Smoot v. Fairchild, Inc.

MEMORANDUM OPINION

NEESE, District Judge.

This is a diversity action for damages for breach of contract. 28 U.S.C. §§ 1332(a)(1), (c). The parties agree that Tennessee law governs. 28 U.S.C. § 1652. Trial was to the Court on May 16-17, 1979.

The plaintiffs, doing business as Cherokee Coal Company (Cherokee), desired to sell a Lee Norse CM26H — 2B60 continuous coal-mining machine with an oscillating head (machine). The defendant Fairchild, Incorporated (Fairchild) manufactured coal-mining machinery, dealt in used coal-mining machines, and engaged in the business of reselling for others used coal-mining equipment.

On November 5, 1977 Cherokee employed Fairchild to sell or market the machine as the former’s exclusive sales agent. A suggested resale price of $90,000 was agreed upon for the machine. Cherokee agreed to pay Fairchild a commission of 20% of the sales price for selling or marketing the machine. It was agreed also that, in the event major repairs, inter alia, to the machine became necessary in order to effect a sale of the machine, Fairchild “ * * * would purchase the item from * * * ” Cherokee “ * * * at the previously agreed upon sale price less the FAIRCHILD commission. * * * ” The “previously agreed upon sale price [of $90,000] less the FAIR-CHILD commission [of $18,000]” resulted in a sale-and-purchase price in the event of that contingency of $72,000.

Major repairs to the machine became necessary in order to effect a sale of the machine to Salamander Coal Company, Inc., and Fairchild issued on December 3,1977 its purchase order no.
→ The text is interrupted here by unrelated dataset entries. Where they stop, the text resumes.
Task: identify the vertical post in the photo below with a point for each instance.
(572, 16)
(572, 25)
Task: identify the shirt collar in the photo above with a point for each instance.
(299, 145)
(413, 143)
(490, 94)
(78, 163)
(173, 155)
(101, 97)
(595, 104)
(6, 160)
W Fed 15154 to Cherokee for the machine for $72,000; however, despite the facts that the parties had agreed that “ * * * FAIRCHILD would purchase the item from * * * [Cherokee] * * * at the previously agreed upon sale price less the FAIR-CHILD commission and the purchase order provided for payment in 30 days, * * * ” Fairchild undertook in its aforenumbered purchase order to postpone the payment of such price until the machine “ * * * is shipped to Fairchild’s customer. (Following settlement of coal strike). * * * ” This condition was never agreed-to by Cherokee.

No Tennessee authority has been noticed which defines the term, purchase, as used in *921contracts, but generally to “ * * * ‘purchase’ can mean to own by paying or by promising to pay an agreed price, enforceable at law. 73 C.J.S. Purchase (1951). * * * ” First Nat. Bank & Trust Co. of Chickasha v. United States, C.A. 10th (1972), 462 F.2d 908, 910. To own by paying an agreed price within 30 days was the meaning here.

The contract entered into by the parties was an exchange of mutual promises; inter alia, if, to effect a sale, major repairs to the machine were necessary, Fairchild promised to buy and Cherokee promised to sell the machine for $72,000.. Those terms were definite, and Fairchild could not alter those terms unilaterally by adding the foregoing condition to its aforenumbered purchase order. The Court FINDS that Fairchild breached the specific terms of its contract with Cherokee of November 5, 1977.

It is the consequent decision of this Court that the plaintiffs Shelby W. Smoot, Esq. and William W. Hawkins, Esq. recover of the defendant Fairchild, Incorporated, compensatory damages in the amount of $72,-000. Rule 58(1), Federal Rules of Civil Procedure. No prejudgment interest thereon or punitive damages are justified.